The album debuted at number 26 on the Australian ARIA Albums Chart in March 2008. It subsequently ascended fifteen places the following week to number 11, and then to number 8. The album eventually peaked at number 5 the week after. It has since been certified Gold on the ARIA charts.

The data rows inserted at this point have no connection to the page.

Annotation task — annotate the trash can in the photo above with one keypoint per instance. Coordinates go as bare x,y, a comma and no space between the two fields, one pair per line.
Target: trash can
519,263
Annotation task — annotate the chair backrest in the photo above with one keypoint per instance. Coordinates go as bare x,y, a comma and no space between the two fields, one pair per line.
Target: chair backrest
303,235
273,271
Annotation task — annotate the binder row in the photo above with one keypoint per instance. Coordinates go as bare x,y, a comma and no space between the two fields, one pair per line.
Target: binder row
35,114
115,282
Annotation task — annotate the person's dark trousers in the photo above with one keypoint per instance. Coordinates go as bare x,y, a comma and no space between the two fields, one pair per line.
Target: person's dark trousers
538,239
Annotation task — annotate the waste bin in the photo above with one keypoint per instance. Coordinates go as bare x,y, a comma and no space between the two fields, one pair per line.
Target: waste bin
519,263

The album was released in Germany on 18 April 2008, and in the United States (it did not have massive success in the U.S. but did manage to reach number 42 on the Billboard Top Heatseekers chart) and Canada on 29 April 2008, with the first single being "Dream Catch Me".

==Charts==

===Weekly charts===

| Chart (2007–08) | Peak position |
|---|---|
| Australian Albums (ARIA) | 5 |
| German Albums (Offizielle Top 100) | 50 |
| Irish Albums (IRMA) | 10 |
| New Zealand Albums (RMNZ) | 31 |
| Scottish Albums (Official Charts) | 3 |
| Swiss Albums (Schweizer Hitparade) | 96 |
| UK Albums (Official Charts) | 1 |

===Year-end charts===

| Chart (2007) | Position |
|---|---|
| UK Albums (OCC) | 20 |
| Chart (2008) | Position |
| Australian Albums (ARIA) | 32 |
| UK Albums (OCC) | 50 |

==Certifications==

| Region | Certification | Certified units/sales |
| Australia (ARIA) | Platinum | 70,000^{^} |
| United Kingdom (BPI) | 2× Platinum | 600,000^{^} |
^{^} Shipments figures based on certification alone.